Em Mostardas, pude também descobrir a Trilha Talha Mar, a praia do farol, o Parque Nacional Lagoa do Peixe, um lugar conhecido por seus flamingos, que só vou ver de longe, mas também muitas espécies de pássaros, "avestruzes" locais brincando entre os búfalos, o farol de Mostardas que a Marina me permitirá visitar para subir ao topo, a simpatia dos pescadores locais que me convidam para apreciar peixes e camarões frescos de dia com dois canadenses retornando de Ushuaia que percorreram mais de 40000 km de carro e removeram os bancos traseiros para instalar seus berços.

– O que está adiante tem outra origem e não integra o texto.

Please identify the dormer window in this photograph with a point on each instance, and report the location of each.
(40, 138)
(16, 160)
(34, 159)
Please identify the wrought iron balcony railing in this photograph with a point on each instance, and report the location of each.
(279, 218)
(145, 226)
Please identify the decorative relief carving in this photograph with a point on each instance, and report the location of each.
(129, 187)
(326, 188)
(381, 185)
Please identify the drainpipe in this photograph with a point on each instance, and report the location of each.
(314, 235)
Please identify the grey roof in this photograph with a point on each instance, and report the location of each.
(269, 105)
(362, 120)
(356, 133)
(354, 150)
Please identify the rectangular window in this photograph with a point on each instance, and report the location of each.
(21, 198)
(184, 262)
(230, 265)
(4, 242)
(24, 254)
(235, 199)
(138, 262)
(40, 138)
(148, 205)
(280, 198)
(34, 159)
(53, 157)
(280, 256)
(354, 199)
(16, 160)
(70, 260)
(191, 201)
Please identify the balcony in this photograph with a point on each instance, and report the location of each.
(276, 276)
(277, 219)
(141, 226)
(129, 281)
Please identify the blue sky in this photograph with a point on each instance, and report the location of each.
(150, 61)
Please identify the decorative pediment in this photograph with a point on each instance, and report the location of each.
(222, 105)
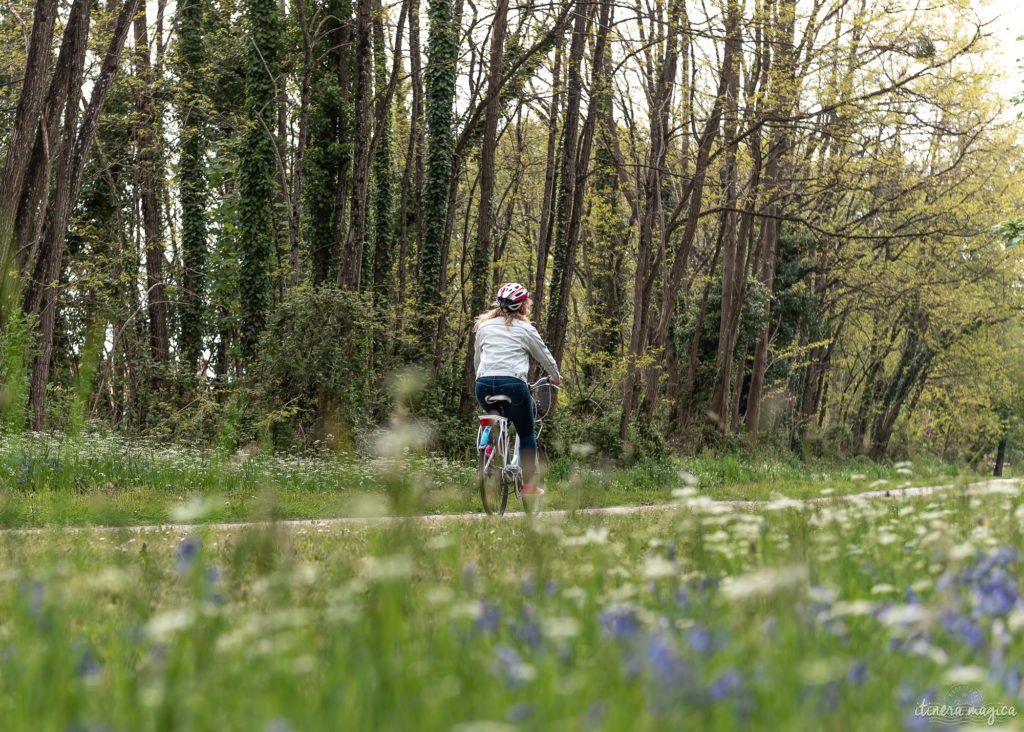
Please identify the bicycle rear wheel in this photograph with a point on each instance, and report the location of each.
(494, 489)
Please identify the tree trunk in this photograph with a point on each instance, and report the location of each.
(19, 146)
(480, 268)
(69, 180)
(148, 167)
(350, 268)
(192, 182)
(545, 229)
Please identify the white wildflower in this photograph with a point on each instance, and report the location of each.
(965, 675)
(397, 566)
(764, 582)
(162, 626)
(656, 567)
(590, 536)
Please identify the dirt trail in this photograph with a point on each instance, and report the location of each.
(918, 491)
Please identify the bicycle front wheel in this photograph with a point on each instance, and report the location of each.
(494, 489)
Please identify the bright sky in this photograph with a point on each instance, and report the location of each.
(1008, 25)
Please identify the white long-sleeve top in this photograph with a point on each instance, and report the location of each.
(505, 350)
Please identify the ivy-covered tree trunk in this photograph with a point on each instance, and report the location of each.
(192, 179)
(480, 267)
(324, 167)
(19, 145)
(75, 148)
(783, 90)
(257, 170)
(350, 269)
(151, 178)
(442, 51)
(383, 170)
(563, 243)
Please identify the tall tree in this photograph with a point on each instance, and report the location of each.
(352, 251)
(148, 161)
(257, 171)
(23, 135)
(76, 140)
(192, 56)
(439, 75)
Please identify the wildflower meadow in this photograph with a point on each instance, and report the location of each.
(890, 612)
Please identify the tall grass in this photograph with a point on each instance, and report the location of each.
(837, 616)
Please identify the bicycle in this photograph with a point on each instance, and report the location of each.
(498, 469)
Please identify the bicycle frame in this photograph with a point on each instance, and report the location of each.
(499, 444)
(494, 437)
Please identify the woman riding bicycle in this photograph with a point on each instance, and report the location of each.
(505, 341)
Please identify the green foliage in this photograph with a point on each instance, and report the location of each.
(314, 378)
(257, 168)
(192, 57)
(439, 77)
(15, 356)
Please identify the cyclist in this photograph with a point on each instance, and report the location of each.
(505, 341)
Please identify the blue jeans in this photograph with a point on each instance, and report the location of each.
(519, 411)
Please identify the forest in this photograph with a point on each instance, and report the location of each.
(776, 222)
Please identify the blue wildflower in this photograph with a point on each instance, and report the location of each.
(620, 621)
(1012, 681)
(857, 674)
(595, 715)
(965, 629)
(996, 594)
(88, 665)
(725, 685)
(665, 662)
(34, 590)
(700, 639)
(489, 617)
(187, 552)
(519, 713)
(527, 630)
(468, 576)
(510, 665)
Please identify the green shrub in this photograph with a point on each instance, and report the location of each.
(314, 377)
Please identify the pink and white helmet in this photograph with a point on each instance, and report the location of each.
(512, 297)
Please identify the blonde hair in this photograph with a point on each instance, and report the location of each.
(521, 314)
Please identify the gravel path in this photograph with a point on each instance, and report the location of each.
(610, 510)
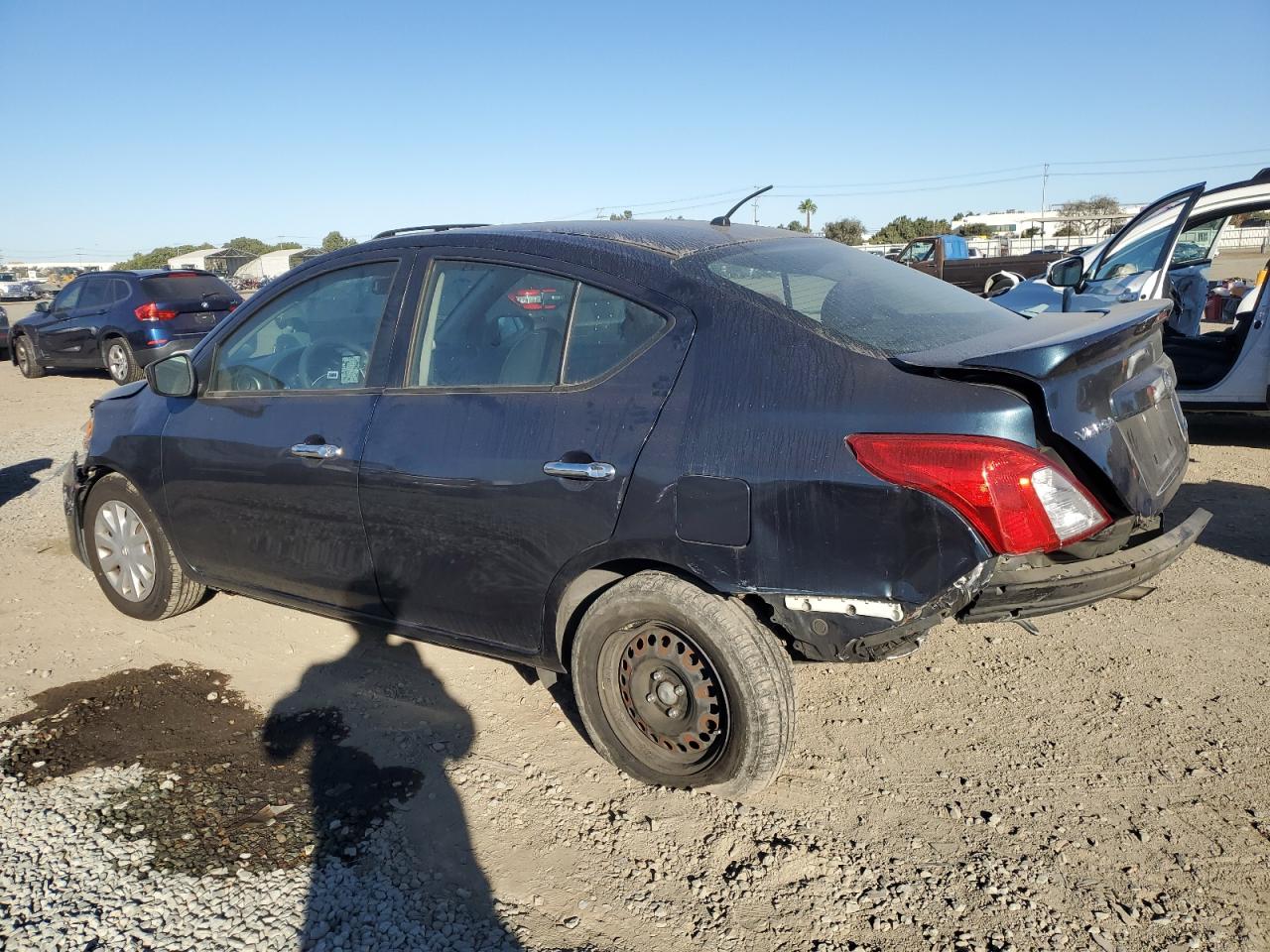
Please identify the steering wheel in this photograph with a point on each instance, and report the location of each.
(326, 356)
(244, 377)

O retorno será à noite e os guardas do parque embarcarão com minha bicicleta em sua picape nos últimos quilômetros. Chega rapidamente o dia para partir, agradeço a Caroline por sua hospitalidade e gentileza e retomo minha estrada em direção ao sul com obviamente o vento oposto, o céu está coberto, é hora de fazer um desvio para Tavares para me proteger das primeiras gotas de chuva do dia.

Os jovens do lugar, intrigados, vêm bater papo e me propõe ficar sob a cobertura da praça principal para instalar minha barraca. Minhas pernas estão coçando, então eu começo a girar meus pedais para Bojuru, onde Luiz está me esperando pelo Warmshower.

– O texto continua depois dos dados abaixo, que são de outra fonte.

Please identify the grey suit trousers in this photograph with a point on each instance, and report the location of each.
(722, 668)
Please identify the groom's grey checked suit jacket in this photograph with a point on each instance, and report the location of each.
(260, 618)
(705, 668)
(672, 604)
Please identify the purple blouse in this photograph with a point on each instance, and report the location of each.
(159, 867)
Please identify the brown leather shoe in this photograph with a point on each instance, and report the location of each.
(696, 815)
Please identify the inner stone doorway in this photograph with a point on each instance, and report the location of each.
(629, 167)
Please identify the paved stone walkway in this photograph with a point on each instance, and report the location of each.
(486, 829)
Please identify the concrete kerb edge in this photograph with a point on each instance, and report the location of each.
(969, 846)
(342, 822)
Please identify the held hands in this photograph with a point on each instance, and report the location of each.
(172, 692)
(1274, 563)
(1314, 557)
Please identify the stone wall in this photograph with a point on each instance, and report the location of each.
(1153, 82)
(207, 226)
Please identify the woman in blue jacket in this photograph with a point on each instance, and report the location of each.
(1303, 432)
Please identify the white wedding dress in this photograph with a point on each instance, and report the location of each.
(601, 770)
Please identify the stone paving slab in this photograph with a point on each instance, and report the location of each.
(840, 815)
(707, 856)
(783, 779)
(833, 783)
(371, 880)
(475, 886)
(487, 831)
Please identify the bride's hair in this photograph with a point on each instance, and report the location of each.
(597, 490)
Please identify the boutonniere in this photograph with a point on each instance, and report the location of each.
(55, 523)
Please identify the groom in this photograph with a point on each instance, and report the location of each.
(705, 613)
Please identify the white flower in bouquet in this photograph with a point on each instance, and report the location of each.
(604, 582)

Tenho mais de 50 km, o dia será longo e posso tomar uma chuveirada antes de chegar em segurança.

Sempre uma paisagem plana, grandes pastos ou grandes florestas de pinheiros, cavalos e vacas que mergulham na água em diferentes pontos de água, áreas inundadas em grandes quantidades ao longo da estrada e, finalmente, a chuva aparece.

Continuo pedalando na esperança de que seja apenas uma garoa, mas é o contrário, preciso me abrigar porque a chuva redobra a intensidade.

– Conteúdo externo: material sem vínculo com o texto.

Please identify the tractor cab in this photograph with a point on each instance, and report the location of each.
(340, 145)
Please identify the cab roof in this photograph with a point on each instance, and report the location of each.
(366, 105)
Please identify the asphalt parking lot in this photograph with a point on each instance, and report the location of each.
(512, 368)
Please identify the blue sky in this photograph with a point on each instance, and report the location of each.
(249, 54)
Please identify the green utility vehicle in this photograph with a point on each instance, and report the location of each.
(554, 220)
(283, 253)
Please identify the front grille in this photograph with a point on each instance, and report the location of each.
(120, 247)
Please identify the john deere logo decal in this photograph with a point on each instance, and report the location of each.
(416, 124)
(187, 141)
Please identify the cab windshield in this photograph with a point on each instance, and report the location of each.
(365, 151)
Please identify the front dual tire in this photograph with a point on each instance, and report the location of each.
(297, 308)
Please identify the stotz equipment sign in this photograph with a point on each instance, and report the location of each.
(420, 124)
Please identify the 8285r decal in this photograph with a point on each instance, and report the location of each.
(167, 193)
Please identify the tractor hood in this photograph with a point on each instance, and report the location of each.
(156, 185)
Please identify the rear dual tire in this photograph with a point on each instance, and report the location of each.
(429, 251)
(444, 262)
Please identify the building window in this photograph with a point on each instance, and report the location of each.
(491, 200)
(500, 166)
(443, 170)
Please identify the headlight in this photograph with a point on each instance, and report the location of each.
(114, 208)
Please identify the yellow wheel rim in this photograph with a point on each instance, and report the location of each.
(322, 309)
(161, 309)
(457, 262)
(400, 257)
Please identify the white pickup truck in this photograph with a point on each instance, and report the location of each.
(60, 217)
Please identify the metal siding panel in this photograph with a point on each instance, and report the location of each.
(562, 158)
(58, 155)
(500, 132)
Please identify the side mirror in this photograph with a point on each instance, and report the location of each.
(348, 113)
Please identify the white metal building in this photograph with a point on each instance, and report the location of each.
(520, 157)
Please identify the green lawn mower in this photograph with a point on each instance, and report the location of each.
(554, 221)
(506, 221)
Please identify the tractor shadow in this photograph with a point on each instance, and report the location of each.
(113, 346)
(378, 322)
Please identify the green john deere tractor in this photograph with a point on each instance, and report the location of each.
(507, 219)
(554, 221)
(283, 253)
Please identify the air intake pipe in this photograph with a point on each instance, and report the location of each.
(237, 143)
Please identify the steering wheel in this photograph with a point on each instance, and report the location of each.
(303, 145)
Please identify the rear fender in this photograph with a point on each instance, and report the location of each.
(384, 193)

Finalmente uma serraria, já estou molhado e vou deixando a bicicleta ao lado dos escritórios onde uma senhora aparece depois de alguns minutos, com um olhar preocupado, ela fecha a porta duas vezes. Cultura do medo, a mídia faz sua lavagem cerebral e funciona bem.

Coloco as roupas de chuva e me vou, ainda tenho uma boa hora de estrada, a luminosidade é baixa por causa da chuva, mas devo chegar antes da noite.

Ao obter informações de várias pessoas em Bojuru, finalmente encontro a casa de Luiz, estava na hora de chegar pois a chuva intensifica-se acompanhada por uma tempestade violenta.

A família me recebe maravilhosamente bem e me faz sentir em casa, com um jantar saudável e com uma conversa boa antes de descansar na mesa de sinuca que me servirá de cama esta noite. No dia seguinte, o tempo abre no início da tarde e eu decido aproveitar a janela do tempo para içar as velas, Luiz parece decepcionado por eu sair tão rápido, sempre é difícil nessa situação, eu tiro uma foto da família, agradeço a eles e sigo meu caminho, obviamente com o vento na cara para Estreito, onde paro a noite em uma pequena cabana. No dia seguinte, depois de uma manhã com meu anfitrião, pego a estrada em direção a São José do Norte com o vento no rosto mais uma vez, mas desta vez mais violento, apesar do sol, está difícil, me falta energia, alguma garça ao longo da estrada fugindo na minha passagem.

O vento estava demais para a minha motivação e eu decidi pegar a balsa e atravessar diretamente para Rio Grande, onde passo a noite no pior hotel dessa viagem este ano.